At this time, almost all of West Turkestan (Maverannahr) was invaded by nomadic Uzbeks of Shaybani Khan, who were killing all the descendants of Timur the Great and Chagatai Khan. Sultan Said Khan saved his life when he moved to Kashgar with his nobles. In 1516, he concluded a peace agreement with his older brother Mansur Khan, the moghul khan of Chalish and Turpan (Uyghurstan), who died in 1543. As a result, the eastern part of the settled country south and partly north of Tangri-Tagh joined his state, including the cities of Bai, Kucha, Chalish (Karashahr), Urum (Urumchi), Turpan, Kumul, and Shazhou (Dunhuang), representing those lands of former Uyghuria (856–1335) that were known as the Fifth Ulus of the Mongol Empire in the middle of the thirteenth century, because the former ruler of Uyghuria, idikut Baurchuk Art Tekin married Altun Begi, the daughter of Genghis Khan, and was declared by Genghis as his fifth son in 1211.
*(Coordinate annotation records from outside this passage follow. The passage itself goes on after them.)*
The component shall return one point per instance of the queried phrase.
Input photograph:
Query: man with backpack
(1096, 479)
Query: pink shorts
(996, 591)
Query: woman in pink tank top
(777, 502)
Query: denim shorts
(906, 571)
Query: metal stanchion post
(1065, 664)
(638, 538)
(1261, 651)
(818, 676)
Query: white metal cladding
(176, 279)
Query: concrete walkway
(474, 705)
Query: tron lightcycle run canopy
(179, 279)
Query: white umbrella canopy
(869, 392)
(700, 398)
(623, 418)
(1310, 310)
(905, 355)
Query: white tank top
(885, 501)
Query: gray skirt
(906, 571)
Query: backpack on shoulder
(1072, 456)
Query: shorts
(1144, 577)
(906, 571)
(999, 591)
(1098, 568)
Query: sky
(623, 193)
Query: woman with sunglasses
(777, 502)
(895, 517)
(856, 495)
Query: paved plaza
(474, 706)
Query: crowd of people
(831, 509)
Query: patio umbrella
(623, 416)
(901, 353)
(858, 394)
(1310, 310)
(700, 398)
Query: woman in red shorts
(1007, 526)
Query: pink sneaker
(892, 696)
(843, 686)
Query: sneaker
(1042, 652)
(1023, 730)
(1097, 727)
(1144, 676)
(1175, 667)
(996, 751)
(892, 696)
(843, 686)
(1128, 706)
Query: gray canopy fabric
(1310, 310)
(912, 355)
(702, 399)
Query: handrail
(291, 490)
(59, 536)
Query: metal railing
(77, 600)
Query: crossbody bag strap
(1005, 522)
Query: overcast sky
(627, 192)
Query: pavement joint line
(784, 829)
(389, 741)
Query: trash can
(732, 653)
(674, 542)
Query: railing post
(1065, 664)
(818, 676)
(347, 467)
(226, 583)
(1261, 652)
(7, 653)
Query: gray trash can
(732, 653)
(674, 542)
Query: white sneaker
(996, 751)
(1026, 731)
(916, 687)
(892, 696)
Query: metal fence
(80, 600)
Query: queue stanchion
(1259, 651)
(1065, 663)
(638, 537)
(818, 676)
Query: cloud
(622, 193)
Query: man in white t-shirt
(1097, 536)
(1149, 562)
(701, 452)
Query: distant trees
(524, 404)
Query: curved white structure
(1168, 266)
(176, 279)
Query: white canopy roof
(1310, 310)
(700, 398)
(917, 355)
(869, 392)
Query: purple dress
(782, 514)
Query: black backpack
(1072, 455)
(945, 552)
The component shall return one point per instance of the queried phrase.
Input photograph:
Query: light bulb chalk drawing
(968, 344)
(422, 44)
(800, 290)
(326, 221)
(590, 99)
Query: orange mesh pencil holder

Relations between Yarkand Khanate and Ming dynasty China were not developed, although the far eastern boundaries of Yarkand reached the Jiayuguan Pass at the western end of the Great Wall of China due to holy expeditions of Mansur Khan, including expeditions against the Sarigh Uyghurs – Yellow Uyghurs or Uyghurs of yellow religion, called Yugurs, who worshipped Tibetan Buddhism and took refuge in Gansu province of Ming China in 1529, fleeing the holy warriors of Mansur Khan. This situation can be partly explained by the full extinction of Silk Road trade by this time.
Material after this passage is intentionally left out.